А. приехал к завтраку. Целый поток комплиментов; я и то, и это, и этой зимой около меня составится круг избранных; он приведет мне знаменитостей, всех, представляющих из себя «что-нибудь», и т. д., и т. д.
Мне этого не было нужно, я даже проснулась со смехом.
Дюма-сын говорит, что молодые девушки не любят, а только отдают предпочтение, потому что они не знают, что такое любовь. Так куда же, черт возьми, девает любовь господин Дюма?
И притом всегда знают почти достаточно, чтобы понимать… То, что Дюма называет любовью, есть только следствие и естественное дополнение любви, а совсем не нечто отдельное, обособленное и полное, по крайней мере, для людей хотя бы до некоторой степени чистых.
«Часто необходимое следствие, без которого невозможна любовь», – говорит тот же Дюма; он также называет это «последним выражением любви». С этим я согласна, но сказать, что девушка не может любить, – это безумие. Я ничего этого не знаю, а между тем я чувствую, что есть что-то отталкивающее в соединении с неприятным человеком и что в этом действительно «последнее выражение любви», когда любишь.
Иногда в голову приходят безумные мысли, но они понятны, когда человек не производит на вас отталкивающего впечатления, и не имеют ничего общего с любовью. Для меня было бы ужасно поцеловать в губы человека, к которому я отношусь безразлично; мне кажется, я бы никогда не могла сделать этого.
Но когда любишь. О! Это… совершенно не то. Итак, сегодня ночью во сне я любила, и то же случилось со мной, когда проснулась. И право, это так чисто, так нежно, так прекрасно. Любовь – чувство великое и чистое, и все в нем невинно.

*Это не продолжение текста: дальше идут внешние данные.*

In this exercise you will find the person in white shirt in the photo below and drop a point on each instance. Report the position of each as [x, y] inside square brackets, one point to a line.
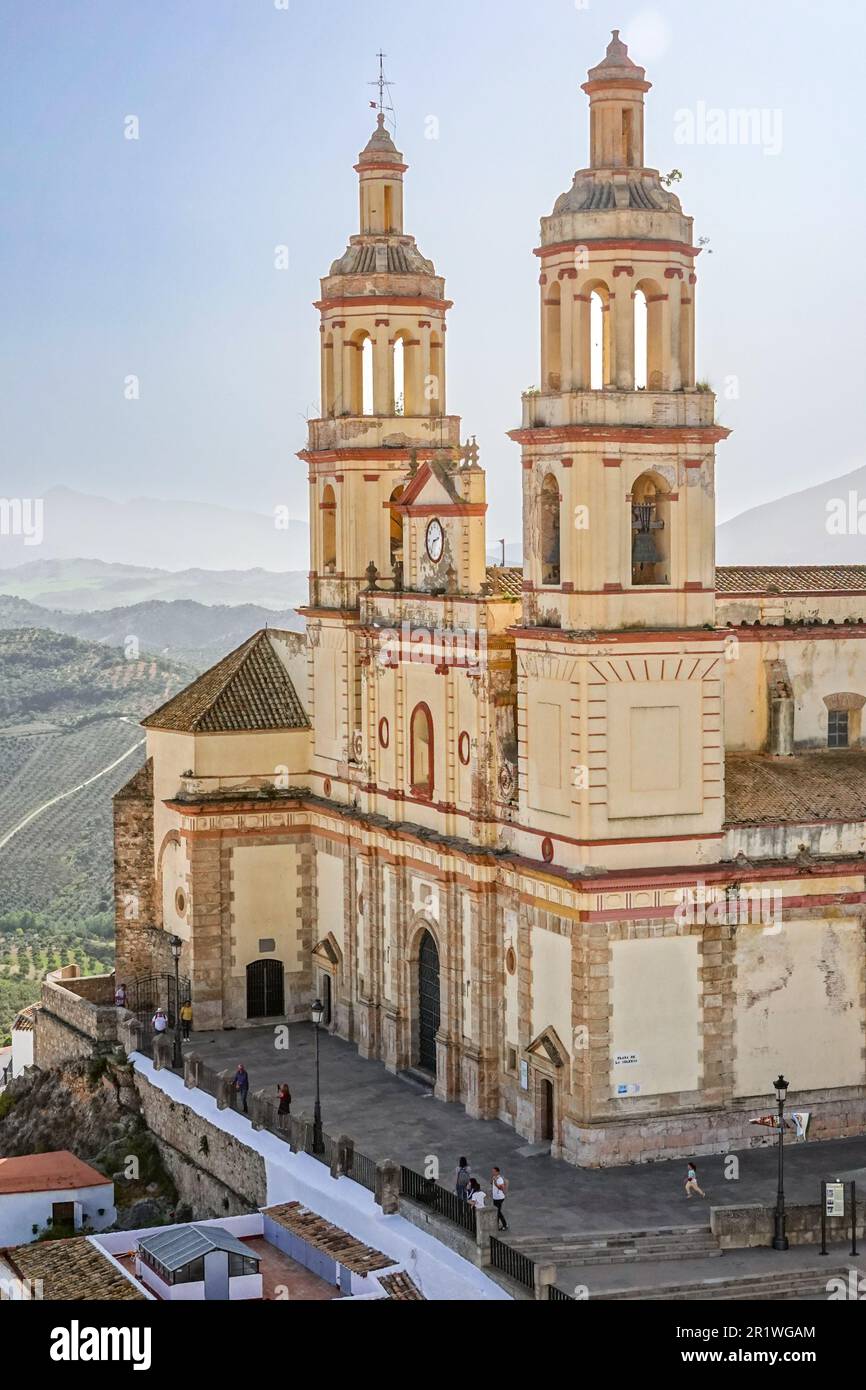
[474, 1193]
[499, 1190]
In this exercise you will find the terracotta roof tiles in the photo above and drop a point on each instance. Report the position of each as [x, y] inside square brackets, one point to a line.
[248, 690]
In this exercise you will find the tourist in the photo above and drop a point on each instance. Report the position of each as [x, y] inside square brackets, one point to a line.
[691, 1182]
[499, 1190]
[476, 1196]
[284, 1107]
[242, 1084]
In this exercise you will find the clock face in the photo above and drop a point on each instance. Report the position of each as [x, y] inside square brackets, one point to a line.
[435, 541]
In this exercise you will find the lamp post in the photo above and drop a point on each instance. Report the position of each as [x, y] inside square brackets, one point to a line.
[177, 945]
[319, 1144]
[780, 1240]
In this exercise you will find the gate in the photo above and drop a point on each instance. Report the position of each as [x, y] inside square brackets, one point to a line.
[428, 1002]
[156, 991]
[264, 990]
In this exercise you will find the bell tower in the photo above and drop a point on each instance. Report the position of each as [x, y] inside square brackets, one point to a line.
[382, 324]
[619, 666]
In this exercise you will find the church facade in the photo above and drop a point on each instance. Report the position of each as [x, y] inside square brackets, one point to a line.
[583, 843]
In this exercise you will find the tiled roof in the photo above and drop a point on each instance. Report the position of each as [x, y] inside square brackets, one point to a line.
[47, 1172]
[401, 1287]
[813, 786]
[321, 1235]
[72, 1269]
[506, 580]
[790, 578]
[248, 690]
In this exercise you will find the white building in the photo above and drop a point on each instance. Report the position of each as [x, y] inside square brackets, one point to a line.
[43, 1191]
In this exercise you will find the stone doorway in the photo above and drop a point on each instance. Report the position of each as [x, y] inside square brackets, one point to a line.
[428, 1002]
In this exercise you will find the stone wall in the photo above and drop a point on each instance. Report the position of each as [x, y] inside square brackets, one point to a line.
[741, 1228]
[184, 1136]
[72, 1020]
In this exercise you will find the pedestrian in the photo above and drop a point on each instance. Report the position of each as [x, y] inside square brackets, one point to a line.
[474, 1194]
[499, 1190]
[691, 1182]
[284, 1107]
[242, 1084]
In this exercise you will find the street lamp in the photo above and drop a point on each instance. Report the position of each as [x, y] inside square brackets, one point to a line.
[177, 945]
[319, 1144]
[780, 1240]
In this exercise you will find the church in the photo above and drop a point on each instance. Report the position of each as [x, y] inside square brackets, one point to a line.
[581, 843]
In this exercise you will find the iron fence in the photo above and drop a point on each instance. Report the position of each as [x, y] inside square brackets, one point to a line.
[512, 1262]
[559, 1294]
[426, 1191]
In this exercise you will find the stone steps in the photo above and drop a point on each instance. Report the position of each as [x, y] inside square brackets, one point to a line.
[784, 1283]
[620, 1247]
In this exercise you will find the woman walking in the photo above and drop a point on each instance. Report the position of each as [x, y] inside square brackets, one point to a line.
[691, 1182]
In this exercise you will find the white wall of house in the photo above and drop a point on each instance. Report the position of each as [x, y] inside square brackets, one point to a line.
[21, 1211]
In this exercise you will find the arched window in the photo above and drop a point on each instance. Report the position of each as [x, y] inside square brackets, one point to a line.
[395, 527]
[549, 531]
[367, 377]
[399, 377]
[421, 751]
[649, 531]
[552, 328]
[598, 342]
[328, 530]
[640, 341]
[435, 385]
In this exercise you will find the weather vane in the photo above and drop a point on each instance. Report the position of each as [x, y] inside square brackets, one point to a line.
[384, 85]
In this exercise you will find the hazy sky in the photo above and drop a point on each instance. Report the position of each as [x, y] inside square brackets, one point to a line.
[156, 256]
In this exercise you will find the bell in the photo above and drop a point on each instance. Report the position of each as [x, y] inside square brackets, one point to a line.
[644, 549]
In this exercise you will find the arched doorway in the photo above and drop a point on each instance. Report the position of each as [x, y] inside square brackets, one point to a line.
[264, 990]
[428, 1002]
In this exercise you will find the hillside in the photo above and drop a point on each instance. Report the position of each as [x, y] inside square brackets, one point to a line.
[95, 585]
[193, 634]
[68, 741]
[156, 531]
[799, 528]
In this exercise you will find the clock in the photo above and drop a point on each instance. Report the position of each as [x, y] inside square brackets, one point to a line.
[435, 540]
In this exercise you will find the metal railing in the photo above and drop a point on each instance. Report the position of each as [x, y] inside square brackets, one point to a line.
[512, 1264]
[426, 1191]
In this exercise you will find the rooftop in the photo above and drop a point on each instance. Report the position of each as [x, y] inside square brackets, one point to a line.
[181, 1244]
[248, 690]
[790, 578]
[808, 787]
[72, 1269]
[317, 1232]
[47, 1172]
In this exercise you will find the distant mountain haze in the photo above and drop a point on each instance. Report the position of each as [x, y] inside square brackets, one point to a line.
[92, 585]
[824, 524]
[161, 534]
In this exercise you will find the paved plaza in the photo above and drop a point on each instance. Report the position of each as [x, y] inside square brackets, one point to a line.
[391, 1116]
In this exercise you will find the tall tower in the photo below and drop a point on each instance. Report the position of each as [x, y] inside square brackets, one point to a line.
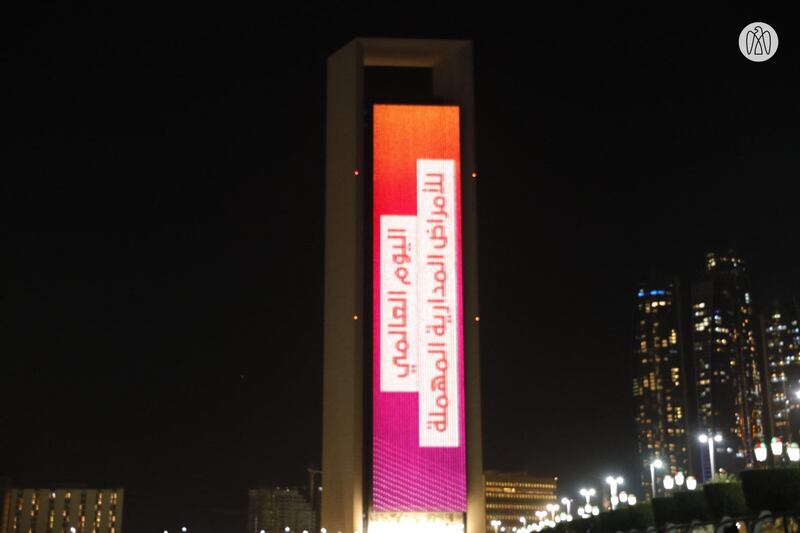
[780, 337]
[401, 400]
[659, 382]
[727, 366]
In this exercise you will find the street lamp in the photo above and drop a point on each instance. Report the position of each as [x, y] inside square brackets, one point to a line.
[613, 483]
[587, 493]
[777, 446]
[552, 508]
[793, 451]
[710, 440]
[760, 452]
[653, 465]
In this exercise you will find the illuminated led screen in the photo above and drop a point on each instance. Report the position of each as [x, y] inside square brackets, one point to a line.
[419, 461]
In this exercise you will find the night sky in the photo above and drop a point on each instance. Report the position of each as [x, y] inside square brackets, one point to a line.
[162, 230]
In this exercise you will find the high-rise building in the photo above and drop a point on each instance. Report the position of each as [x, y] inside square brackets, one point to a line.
[65, 510]
[659, 382]
[727, 366]
[274, 510]
[401, 435]
[780, 337]
[511, 495]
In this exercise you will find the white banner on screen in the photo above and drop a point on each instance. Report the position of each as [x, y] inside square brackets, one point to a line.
[438, 304]
[399, 322]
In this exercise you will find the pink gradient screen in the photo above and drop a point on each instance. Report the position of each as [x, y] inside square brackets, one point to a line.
[419, 460]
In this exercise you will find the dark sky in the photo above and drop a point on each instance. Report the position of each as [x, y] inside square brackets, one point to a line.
[162, 222]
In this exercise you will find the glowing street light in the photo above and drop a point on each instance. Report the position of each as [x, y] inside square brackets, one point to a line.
[793, 451]
[710, 440]
[552, 508]
[587, 493]
[653, 465]
[760, 452]
[613, 483]
[777, 446]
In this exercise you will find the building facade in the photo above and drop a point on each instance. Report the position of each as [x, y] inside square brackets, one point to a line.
[70, 510]
[728, 368]
[659, 382]
[780, 337]
[274, 510]
[511, 495]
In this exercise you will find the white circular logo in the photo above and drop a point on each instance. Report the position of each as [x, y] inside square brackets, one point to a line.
[758, 41]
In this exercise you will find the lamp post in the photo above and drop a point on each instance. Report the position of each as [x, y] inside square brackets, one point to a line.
[653, 465]
[613, 483]
[552, 508]
[793, 451]
[707, 438]
[587, 493]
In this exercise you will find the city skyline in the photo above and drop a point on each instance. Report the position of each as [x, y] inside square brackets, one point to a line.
[162, 315]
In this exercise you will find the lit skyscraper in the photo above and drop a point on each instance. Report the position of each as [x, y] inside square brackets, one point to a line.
[780, 337]
[659, 384]
[727, 366]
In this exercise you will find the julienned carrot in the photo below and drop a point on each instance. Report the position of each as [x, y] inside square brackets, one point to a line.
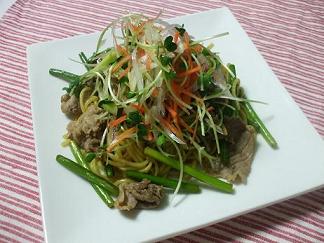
[170, 127]
[186, 41]
[148, 62]
[197, 48]
[150, 136]
[121, 63]
[124, 73]
[172, 112]
[188, 93]
[140, 52]
[176, 37]
[122, 50]
[138, 108]
[155, 92]
[117, 121]
[190, 71]
[185, 125]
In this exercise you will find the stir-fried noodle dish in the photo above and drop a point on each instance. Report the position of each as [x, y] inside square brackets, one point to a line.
[157, 111]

Любовь у Дюма существует не сама по себе, но только как следствие испытываемого чувства, только как средство любить еще больше и лучше то, что любишь.
29 сентября
Со вчерашнего дня я такая беленькая, свежая и красивая, что сама удивляюсь. Глаза оживленные и блестящие; даже контур лица кажется красивее и тоньше. Жаль только, что все это в такое время, когда я никого не вижу. Глупо говорить об этом, но я с полчаса с удовольствием провела перед зеркалом, глядя на себя; этого со мной не случалось уже несколько времени…
3 октября
Я в отчаянии.
Нет, ничего не поделаешь. Вот уже четыре года я лечусь у самых знаменитых докторов от воспаления гортани, и мне все хуже и хуже.

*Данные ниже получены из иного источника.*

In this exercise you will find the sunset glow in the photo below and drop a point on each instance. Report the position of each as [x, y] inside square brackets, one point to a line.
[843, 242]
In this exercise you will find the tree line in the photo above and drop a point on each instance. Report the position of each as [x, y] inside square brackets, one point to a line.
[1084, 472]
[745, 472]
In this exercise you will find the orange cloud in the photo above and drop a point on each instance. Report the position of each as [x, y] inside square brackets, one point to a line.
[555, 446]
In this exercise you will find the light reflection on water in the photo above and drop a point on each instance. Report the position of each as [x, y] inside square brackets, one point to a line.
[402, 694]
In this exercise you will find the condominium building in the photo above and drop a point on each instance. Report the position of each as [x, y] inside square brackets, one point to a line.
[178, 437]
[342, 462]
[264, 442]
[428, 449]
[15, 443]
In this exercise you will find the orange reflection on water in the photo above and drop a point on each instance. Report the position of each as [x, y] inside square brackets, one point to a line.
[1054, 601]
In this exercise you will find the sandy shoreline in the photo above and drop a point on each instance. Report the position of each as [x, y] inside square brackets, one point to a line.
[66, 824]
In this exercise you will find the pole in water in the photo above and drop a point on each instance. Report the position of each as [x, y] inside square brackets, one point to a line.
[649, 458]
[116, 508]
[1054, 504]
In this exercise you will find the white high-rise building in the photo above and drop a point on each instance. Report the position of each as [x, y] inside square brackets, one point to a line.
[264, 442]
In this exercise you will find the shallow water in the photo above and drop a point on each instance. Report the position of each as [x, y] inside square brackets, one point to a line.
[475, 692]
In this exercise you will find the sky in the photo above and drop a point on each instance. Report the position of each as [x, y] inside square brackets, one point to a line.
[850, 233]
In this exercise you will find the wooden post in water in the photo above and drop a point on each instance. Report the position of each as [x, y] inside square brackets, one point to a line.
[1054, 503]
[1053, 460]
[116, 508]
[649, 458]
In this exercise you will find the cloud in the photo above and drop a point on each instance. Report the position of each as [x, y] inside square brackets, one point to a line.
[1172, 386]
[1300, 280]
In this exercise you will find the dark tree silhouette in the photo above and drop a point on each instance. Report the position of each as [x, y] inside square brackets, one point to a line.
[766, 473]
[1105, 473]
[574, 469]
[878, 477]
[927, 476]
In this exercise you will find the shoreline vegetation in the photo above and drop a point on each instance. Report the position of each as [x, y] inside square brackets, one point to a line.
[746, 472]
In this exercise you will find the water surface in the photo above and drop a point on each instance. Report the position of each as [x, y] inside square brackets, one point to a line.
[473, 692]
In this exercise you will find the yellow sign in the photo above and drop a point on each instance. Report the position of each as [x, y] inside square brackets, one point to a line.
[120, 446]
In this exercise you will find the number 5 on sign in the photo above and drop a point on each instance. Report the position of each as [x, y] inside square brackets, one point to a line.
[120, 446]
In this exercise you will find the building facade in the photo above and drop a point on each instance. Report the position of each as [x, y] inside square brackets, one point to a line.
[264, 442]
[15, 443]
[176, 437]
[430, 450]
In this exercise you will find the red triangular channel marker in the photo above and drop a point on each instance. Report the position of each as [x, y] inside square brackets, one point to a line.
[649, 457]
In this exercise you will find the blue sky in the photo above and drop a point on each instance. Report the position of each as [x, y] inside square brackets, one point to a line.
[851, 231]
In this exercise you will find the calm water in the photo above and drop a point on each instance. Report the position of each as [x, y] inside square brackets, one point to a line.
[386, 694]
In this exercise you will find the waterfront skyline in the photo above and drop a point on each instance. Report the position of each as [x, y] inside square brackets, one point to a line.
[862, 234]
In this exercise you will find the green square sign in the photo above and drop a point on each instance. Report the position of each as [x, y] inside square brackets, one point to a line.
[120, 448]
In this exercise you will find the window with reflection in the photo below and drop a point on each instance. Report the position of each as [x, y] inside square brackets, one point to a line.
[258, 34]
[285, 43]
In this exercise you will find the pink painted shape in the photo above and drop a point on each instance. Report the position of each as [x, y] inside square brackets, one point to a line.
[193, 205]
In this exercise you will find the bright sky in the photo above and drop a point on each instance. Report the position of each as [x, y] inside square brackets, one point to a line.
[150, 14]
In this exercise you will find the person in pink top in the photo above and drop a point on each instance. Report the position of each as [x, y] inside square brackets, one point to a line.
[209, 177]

Четыре дня уши были в порядке, я слышала хорошо; теперь все начинается сызнова.
И вот увидите, что я буду пророком: я умру, но не сейчас. Сейчас, это положило бы конец всему, и это было бы слишком хорошо.
Я буду влачить свое существование с постоянными насморками, кашлями, лихорадками и всем прочим…
4 октября
Я просила ноты для мандолины у моего неаполитанского профессора; и вот его ответ.
Мне жаль это письмо за его итальянский стиль, хотя оно и от простого смертного. Признаюсь, я очень люблю цветистый язык.
Но стиль этот надо предоставить итальянцам, у других он смешон. О Боже! Когда же мне можно будет ехать в Италию? Как все бесцветно после Италии! Никто и ничто так меня не волновало, как воспоминание об Италии.
Почему же я не еду туда теперь же? А живопись? Разве я достаточно сильна, чтобы не заблудиться без руководителей? Я не знаю.
Нет. Я останусь эту зиму в Париже; в Италии я проведу Масленицу; зиму 1881 и 1882 буду в Петербурге. Если я не найду в Петербурге богатого мужа, я вернусь или в Париж, или в Италию от 1882 до 1883-го. Тогда я выйду за человека с титулом, с 15 000 или 20 000 франков годового дохода, который с удовольствием возьмет меня с моими доходами.
Разве это не благоразумно – дать себе три года на поиски прежде, чем сдаться?
5 октября
Покориться, вернее собраться с духом, вникнуть в самую сущность самого себя и спросить, не безразлично ли все это. Не все ли равно – жить так или иначе? Победить все свои чувства, вместе с Эпиктетом сказать, что человек властен принять злое за доброе или, вернее, равнодушно относиться ко всему происходящему вокруг. Надо ужасно страдать, чтобы умереть такого рода смертью.